JBER released a draft environmental assessment recommending construction of a chain-link fence topped with barbed wire along portions of the East Muldoon/JBER boundary— stretching from the Glenn Highway to Stuckagain Heights. The full draft assessment can be accessed here: Draft Environmental Assessment for Installation Perimeter Security Improvements at Joint Base Elmendorf-Richardson, Alaska
According to Sen. Giessel, the fence is unnecessarily restrictive of recreational uses. “I’m confident that we can work together to continue their mission without this fence as has been done successfully for decades,” she states. She also points to alternatives the base could pursue to secure the boundary, including “increased base security assignments, sensor or surveillance perimeter security, wildlife permeable fencing, and designated wildlife crossings.”

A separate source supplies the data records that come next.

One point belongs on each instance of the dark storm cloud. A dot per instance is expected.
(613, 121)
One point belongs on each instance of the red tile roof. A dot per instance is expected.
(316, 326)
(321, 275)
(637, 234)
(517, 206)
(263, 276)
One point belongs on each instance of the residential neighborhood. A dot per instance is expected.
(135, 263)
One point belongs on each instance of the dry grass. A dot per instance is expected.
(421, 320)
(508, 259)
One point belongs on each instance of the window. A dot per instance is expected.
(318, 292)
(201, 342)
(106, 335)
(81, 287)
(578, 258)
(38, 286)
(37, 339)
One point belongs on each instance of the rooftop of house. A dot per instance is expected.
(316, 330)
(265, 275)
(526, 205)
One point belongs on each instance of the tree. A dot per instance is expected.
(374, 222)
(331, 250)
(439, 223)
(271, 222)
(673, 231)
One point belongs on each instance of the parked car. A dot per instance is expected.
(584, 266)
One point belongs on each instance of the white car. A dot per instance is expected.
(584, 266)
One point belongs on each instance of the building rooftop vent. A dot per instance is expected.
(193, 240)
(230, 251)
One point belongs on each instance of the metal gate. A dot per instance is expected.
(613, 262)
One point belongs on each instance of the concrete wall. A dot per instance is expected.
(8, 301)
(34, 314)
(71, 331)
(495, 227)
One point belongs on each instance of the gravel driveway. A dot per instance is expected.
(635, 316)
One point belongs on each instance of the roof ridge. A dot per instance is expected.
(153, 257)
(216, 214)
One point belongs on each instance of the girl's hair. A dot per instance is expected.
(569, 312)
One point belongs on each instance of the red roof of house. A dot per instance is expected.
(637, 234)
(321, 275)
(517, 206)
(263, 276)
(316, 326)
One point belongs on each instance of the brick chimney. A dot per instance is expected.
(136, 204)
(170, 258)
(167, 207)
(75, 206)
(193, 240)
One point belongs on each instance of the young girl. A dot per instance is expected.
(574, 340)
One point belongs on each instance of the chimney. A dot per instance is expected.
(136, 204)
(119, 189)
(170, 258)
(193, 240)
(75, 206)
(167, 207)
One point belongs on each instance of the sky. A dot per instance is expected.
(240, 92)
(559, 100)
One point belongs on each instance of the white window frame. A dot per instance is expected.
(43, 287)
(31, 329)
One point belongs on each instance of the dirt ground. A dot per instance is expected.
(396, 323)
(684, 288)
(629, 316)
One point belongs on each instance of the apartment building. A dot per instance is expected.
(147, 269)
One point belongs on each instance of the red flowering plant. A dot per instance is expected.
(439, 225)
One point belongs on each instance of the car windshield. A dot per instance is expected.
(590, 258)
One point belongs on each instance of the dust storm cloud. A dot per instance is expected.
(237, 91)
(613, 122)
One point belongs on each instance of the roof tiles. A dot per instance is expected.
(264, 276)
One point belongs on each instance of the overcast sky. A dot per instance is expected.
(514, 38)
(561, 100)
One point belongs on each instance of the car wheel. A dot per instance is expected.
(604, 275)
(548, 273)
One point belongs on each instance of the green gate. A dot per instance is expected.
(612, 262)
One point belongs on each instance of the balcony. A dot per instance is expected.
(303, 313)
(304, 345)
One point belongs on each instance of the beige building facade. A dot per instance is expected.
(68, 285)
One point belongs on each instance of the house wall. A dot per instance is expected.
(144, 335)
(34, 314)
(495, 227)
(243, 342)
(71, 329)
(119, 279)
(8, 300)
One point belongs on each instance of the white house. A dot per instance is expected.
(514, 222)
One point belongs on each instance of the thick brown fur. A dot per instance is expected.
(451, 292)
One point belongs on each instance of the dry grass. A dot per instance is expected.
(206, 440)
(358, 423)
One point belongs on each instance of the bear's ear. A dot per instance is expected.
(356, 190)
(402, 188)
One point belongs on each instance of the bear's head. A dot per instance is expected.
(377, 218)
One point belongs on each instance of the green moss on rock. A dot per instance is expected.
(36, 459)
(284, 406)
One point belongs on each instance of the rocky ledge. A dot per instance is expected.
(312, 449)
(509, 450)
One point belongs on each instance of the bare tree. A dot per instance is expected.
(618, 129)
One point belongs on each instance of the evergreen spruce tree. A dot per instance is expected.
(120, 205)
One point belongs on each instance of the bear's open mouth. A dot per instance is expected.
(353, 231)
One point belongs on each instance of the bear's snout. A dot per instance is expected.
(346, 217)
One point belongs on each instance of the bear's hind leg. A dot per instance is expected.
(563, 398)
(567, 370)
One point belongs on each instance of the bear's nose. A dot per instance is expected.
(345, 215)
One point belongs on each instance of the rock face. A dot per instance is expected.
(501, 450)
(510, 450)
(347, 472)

Read Sen. Giessel’s full opinion published in a Senate Majority newsletter, May 9, 2026: Special Alert re: JBER Fence.
Senator Bill Wielechowski (D-Anchorage) also voiced concerns regarding the fence project at a recent Joint Armed Services Committee hearing and met with the JBER Commander to further discuss community concerns.
Anchorage Assemblymembers Yarrow Silvers and Keith McCormack submitted a resolution in opposition to the fence, expressing “substantive concern that the proposed fence installation would significantly affect the quality of the human environment and the Draft Finding of No Significant Impact does not adequately account for the foreseeable, cumulative, and long-term impacts of impassible perimeter fencing on the Anchorage moose population, on regional habitat connectivity, and on public recreational access.”
On the other hand, retired U.S. Army veteran and former Anchorage Assemblymember Paul A. Bauer, Jr. supports the boundary fence, arguing that security matters more than recreation. “In the end, this issue is straightforward: JBER is a military installation, not a public park,” writes Bauer in an op-ed published on Must Read Alaska. “East Anchorage residents may have become accustomed to informal use of the land, but long-term convenience does not create a right to access military property. I support the fence because national security, installation security, and public safety must come before recreational preference.”